Sen. John McCain has been diagnosed with a glioblastoma multiforme, as will more than 12,000 other Americans this year. Sen. McCain is 80-years-old; is that a normal age for development of this type of cancer? Who is most at risk?

GBM is most commonly diagnosed in people between the ages of 45 and 75, although about 3 percent of childhood brain tumors are glioblastomas. Although the cause of GBM is unknown, risk factors may include a genetic predisposition to the malignancy, as well as environmental and occupational exposures to agents such as radiation.

What is the life expectancy for patients with GBM?

The age and the functional status of the patient are two of the factors that play a role in longevity after diagnosis.

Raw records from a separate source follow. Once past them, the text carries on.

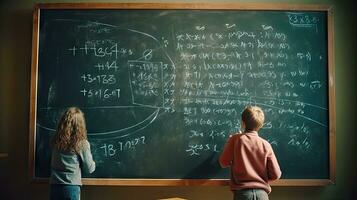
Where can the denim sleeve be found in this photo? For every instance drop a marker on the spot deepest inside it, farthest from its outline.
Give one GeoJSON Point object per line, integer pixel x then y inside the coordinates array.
{"type": "Point", "coordinates": [88, 164]}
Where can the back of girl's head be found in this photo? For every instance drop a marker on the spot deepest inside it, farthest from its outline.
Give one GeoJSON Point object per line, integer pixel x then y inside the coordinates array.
{"type": "Point", "coordinates": [71, 130]}
{"type": "Point", "coordinates": [253, 118]}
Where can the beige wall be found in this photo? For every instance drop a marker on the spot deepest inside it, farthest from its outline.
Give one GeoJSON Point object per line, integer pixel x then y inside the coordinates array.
{"type": "Point", "coordinates": [15, 63]}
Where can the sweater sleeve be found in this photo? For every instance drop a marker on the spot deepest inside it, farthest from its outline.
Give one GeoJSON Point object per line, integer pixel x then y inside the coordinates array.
{"type": "Point", "coordinates": [88, 164]}
{"type": "Point", "coordinates": [226, 157]}
{"type": "Point", "coordinates": [274, 171]}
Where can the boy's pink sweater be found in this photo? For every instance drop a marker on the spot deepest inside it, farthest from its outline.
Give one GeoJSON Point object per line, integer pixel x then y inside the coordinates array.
{"type": "Point", "coordinates": [252, 161]}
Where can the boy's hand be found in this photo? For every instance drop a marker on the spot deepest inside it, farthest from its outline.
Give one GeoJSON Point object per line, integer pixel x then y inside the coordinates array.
{"type": "Point", "coordinates": [239, 132]}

Prognosis is usually stated in “mean survival” rates, which means an equal number of patients do better and an equal number do worse after a specified time. Patients who suffer from GBM have a mean life expectancy of 14.6 months. At two years, the mean survival rate is 30 percent.   

I have heard that cancer can start in other organs and move or metastasize to the brain. Is that tumor the same thing as brain cancer and is it treated in a different way than tumors that originate in the brain?

Malignant tumors that originate in other organs and travel through the lymphatic system or blood supply to the brain account for the fastest growing rate of incidence of any tumor type. Referred to as brain metastasis or secondary brain tumor, metastatic brain tumors contain the same type of cancer cells found in the primary cancer site. Skin cancer (melanoma), lung cancer and breast cancer are the most frequent types of cancer to develop brain metastasis. A multidisciplinary team of neurosurgeons, oncologists and radiologists are involved in developing a treatment plan that may include chemotherapy, surgery, radiation or stereotactic radiosurgery. 

Are there any promising new treatments available in clinical trials that could dramatically alter the quality or quantity of life issue for patients with glioblastoma or other brain cancers?

There are numerous clinical studies for GBM around the nation including studies at Indiana University Simon Cancer Center. Information on local trials can be found at Indiana CTSI Clinical Trials, and the American Brain Tumor Association’s TrialConnect can provide information on trials nationwide. 

Is there an information resource that you frequently suggest patients check?

The American Brain Tumor Association is a highly regarded source. Other trusted sources of information are the American Cancer Society, the National Cancer Institute, the American Society of Clinical Oncology’s CancerNet, the U.S. National Library of Medicine’s MedlinePlus and National Institutes of Health sites. 

WHAT IS GLIOBLASTOMA?According to the National Cancer Institute, glioblastoma multiforme is a fast-growing type of central nervous system tumor that forms from glial (supportive) tissue of the brain and spinal cord and has cells that look very different from normal cells. Glioblastoma multiforme usually occurs in adults and affects the brain more often than the spinal cord. Also called GBM, glioblastoma, and grade IV astrocytoma.